L’Argentina può dirsi fortunata, almeno rispetto ad altri paesi dell’America Latina: i casi di coronavirus sono 22.794 e hanno finora provocato 670 decessi in tutto il paese. L’indice di mortalità è finora del 2,93 per cento, vale a dire un morto ogni 65.671 abitanti. Il confronto con il Brasile – paese più problematico della regione – è utile: nel apese verdeoro è di un morto ogni 5.820 abitanti.

Ciononostante il governo guidato da Alberto Fernández, seppure con differenze rispetto alle varie aree del paese, ha recentemente esteso il periodo di quarantena fino al 28 giugno. Ma per una parte dell’Argentina – popolosa ed economicamente rilevante – potrebbe non finire in quella data.

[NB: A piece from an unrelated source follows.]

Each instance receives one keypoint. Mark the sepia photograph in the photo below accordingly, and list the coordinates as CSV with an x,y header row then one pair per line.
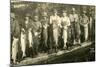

Le misure di distanziamento sociale in Argentina si protraggono ormai dal 20 marzo, con non poco malumore manifestato dai settori produttivi e dalla stessa popolazione che le ritiene sproporzionate rispetto alla situazione reale di contagio di Covid-19. Alla base della nuova proroga, come spiegato nel testo del decreto, soprattutto la necessità di assicurare la adeguatezza del sistema sanitario nazionale alla condizione nel paese.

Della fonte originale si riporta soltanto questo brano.